Freely chosen numbers, including decimals, may be entered into the calculator's fields. Even a premium for a
Thai baht-nominated contract on Indian rupee can be calculated, though there might be a long journey to the nearest
counterparty for the contract.
You can enter the following factors into the calculator:
Current price is the price of underlying asset in the nominated currency of the contract.
Strike is the price, at which the buyer wants to trade the underlying asset in the future.
Interest rate is the central rate of the nominated currency. Big currencies are usually quoted at the London Interbank Offered Rate (LIBOR), smaller currencies at local offered rate ot the one set by the local central bank.
Yield is the ratio achieved by dividing expected yield of the underlying asset by its price.

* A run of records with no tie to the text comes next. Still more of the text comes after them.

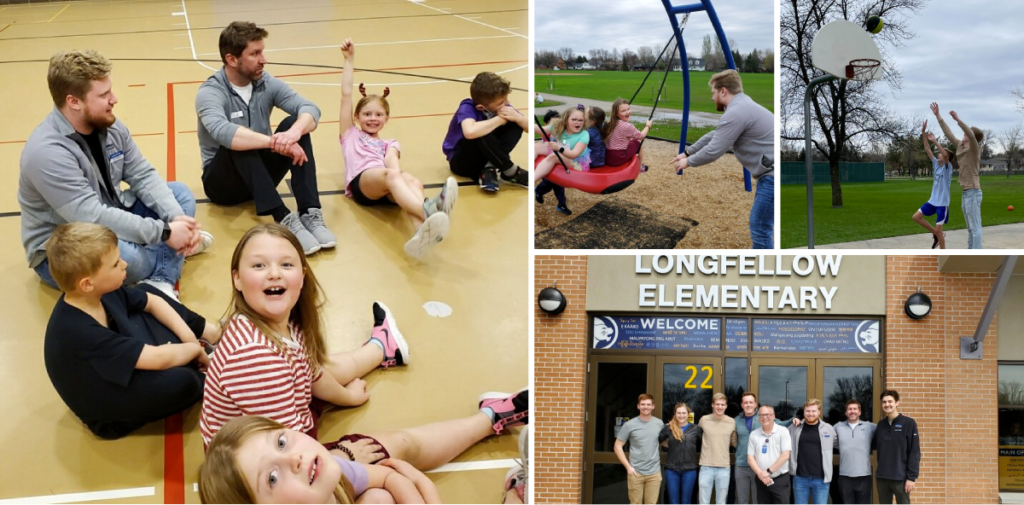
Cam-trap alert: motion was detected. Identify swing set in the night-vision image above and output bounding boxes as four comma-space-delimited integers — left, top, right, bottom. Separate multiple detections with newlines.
534, 0, 752, 195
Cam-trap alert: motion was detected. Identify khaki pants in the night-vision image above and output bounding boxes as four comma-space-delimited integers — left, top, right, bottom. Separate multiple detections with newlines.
626, 472, 662, 505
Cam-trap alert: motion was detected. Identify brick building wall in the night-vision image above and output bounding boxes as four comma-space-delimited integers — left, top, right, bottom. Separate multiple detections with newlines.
532, 255, 998, 505
530, 255, 587, 505
885, 256, 999, 505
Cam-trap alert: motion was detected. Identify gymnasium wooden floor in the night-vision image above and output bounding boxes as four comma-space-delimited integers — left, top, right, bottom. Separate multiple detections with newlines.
0, 0, 529, 504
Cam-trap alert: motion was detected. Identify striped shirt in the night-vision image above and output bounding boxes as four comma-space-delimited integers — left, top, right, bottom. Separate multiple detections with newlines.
604, 121, 640, 151
200, 314, 323, 448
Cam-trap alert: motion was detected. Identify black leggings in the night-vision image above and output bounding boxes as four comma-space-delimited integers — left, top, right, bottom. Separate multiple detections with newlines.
449, 119, 523, 180
203, 116, 321, 217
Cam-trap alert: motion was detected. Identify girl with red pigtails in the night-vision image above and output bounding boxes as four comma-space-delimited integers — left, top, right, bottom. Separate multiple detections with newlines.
338, 39, 459, 258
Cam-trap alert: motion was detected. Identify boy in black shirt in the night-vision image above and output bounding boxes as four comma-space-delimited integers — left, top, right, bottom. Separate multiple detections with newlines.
43, 222, 220, 438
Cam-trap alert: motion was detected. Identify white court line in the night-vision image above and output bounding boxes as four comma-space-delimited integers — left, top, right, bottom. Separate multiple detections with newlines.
285, 64, 529, 87
177, 0, 219, 72
193, 35, 513, 56
0, 488, 157, 505
407, 0, 528, 39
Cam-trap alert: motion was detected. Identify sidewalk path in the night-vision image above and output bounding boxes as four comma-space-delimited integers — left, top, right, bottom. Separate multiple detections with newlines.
534, 92, 722, 126
797, 222, 1024, 250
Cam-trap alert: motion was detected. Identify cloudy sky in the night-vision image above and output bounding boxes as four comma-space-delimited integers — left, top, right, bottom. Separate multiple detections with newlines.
880, 0, 1024, 139
534, 0, 770, 62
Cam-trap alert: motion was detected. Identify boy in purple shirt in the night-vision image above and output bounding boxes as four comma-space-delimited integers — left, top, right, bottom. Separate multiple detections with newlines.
441, 72, 529, 193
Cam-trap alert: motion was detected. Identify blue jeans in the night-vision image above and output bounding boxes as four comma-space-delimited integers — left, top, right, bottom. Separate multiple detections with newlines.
36, 182, 196, 288
961, 190, 981, 249
699, 466, 729, 505
751, 175, 775, 249
665, 468, 697, 505
793, 475, 828, 505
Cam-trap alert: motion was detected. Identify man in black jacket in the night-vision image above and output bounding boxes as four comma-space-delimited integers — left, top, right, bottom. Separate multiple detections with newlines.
871, 389, 921, 505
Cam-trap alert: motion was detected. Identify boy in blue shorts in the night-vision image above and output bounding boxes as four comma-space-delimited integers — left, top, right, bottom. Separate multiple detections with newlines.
913, 121, 953, 249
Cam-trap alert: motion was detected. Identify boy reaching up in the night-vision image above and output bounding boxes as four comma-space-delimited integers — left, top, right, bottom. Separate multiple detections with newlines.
913, 120, 953, 249
43, 222, 220, 438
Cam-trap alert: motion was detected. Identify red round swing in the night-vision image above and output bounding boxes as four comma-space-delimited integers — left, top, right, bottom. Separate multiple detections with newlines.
534, 156, 640, 195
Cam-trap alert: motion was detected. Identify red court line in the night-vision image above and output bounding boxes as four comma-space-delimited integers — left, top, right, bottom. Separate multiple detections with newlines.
164, 413, 185, 505
164, 83, 185, 505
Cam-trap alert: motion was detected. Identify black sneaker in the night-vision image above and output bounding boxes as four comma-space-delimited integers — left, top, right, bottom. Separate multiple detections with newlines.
480, 168, 498, 193
501, 167, 529, 187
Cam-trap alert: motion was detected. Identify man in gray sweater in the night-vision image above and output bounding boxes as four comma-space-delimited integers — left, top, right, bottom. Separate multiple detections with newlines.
196, 22, 337, 255
17, 50, 213, 298
673, 70, 775, 249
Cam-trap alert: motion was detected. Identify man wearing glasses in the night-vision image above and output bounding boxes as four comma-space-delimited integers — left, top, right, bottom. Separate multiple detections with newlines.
746, 405, 793, 505
836, 399, 876, 505
873, 389, 921, 505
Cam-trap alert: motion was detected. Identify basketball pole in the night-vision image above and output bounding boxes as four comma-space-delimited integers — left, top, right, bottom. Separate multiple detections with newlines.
804, 75, 838, 249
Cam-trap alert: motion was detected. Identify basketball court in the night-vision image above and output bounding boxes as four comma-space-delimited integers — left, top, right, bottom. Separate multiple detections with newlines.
0, 0, 530, 504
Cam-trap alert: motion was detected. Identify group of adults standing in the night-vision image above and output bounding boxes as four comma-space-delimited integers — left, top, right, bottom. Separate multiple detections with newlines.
614, 389, 921, 505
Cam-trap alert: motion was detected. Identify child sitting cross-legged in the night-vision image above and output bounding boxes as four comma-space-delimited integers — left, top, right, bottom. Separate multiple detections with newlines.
43, 222, 220, 438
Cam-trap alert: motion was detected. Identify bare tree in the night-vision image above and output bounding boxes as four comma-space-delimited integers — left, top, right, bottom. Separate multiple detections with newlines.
637, 46, 657, 70
780, 0, 928, 208
999, 123, 1024, 179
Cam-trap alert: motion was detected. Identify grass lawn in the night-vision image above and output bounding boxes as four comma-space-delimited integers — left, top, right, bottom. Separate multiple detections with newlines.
780, 175, 1024, 248
534, 71, 775, 111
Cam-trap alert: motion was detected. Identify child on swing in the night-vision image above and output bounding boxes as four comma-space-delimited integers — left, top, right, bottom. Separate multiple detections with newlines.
913, 120, 953, 249
534, 104, 590, 185
338, 39, 459, 258
535, 107, 605, 215
602, 98, 651, 172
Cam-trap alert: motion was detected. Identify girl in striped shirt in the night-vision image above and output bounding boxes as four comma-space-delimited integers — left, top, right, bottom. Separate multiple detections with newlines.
602, 98, 650, 172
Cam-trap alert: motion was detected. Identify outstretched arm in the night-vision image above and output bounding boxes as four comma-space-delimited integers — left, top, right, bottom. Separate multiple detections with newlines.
338, 39, 355, 138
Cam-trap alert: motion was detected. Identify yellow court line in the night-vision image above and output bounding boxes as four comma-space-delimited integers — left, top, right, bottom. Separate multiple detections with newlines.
46, 2, 71, 23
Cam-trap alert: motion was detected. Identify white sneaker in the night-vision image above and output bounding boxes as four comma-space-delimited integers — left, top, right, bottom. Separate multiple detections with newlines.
185, 229, 213, 258
138, 279, 181, 303
406, 212, 450, 259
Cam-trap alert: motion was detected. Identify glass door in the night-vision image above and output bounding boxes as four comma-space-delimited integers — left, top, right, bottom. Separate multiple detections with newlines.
584, 355, 657, 505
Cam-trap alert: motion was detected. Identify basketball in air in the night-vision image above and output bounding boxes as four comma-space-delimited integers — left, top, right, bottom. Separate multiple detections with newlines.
866, 15, 884, 34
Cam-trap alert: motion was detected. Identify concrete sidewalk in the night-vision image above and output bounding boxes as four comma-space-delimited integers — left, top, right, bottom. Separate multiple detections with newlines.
534, 92, 722, 126
796, 222, 1024, 250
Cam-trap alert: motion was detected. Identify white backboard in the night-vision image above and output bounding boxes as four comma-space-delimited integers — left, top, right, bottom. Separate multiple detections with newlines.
811, 19, 882, 81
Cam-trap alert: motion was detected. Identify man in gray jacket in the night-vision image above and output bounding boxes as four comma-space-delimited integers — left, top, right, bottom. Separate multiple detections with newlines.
790, 398, 837, 505
196, 22, 337, 254
17, 50, 207, 297
673, 70, 775, 249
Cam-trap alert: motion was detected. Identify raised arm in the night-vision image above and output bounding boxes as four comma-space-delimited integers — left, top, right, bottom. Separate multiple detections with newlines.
921, 120, 935, 161
338, 39, 355, 138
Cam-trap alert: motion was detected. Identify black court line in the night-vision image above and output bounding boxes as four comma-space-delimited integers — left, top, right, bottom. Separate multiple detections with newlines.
0, 179, 477, 218
0, 9, 528, 41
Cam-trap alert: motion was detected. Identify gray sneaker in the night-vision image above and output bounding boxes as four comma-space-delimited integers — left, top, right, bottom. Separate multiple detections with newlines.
299, 209, 338, 249
281, 212, 321, 256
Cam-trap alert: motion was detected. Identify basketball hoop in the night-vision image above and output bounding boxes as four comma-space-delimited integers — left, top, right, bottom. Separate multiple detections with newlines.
846, 58, 882, 81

For currencies use current interest rate, for shares theoretical dividend yield per year. Real dividends, if any, are paid out once a year at a date, which may not occur in the duration of the contract.
Volatility shows the expected swings in the underlying asset's price. Calculating this is a sophisticated process, better left to the professionals. Close relative of volatility is implied volatility, calculated from market prices of the contracts.
Expiry can be determined as the end date or as units left until expiry.
Types and classes of options are discussed in the help section.
Relying on the data you entered, the calculator will show the approximate price of an option. In addition to the preferences of the contracting parties, the astronomical facts complicate the calculation. Days, years and anything in between do not fit comfortably into the decimal system. The calculator performs best, using the unit of 1/100 of the trading year (i.e. 2.5 days).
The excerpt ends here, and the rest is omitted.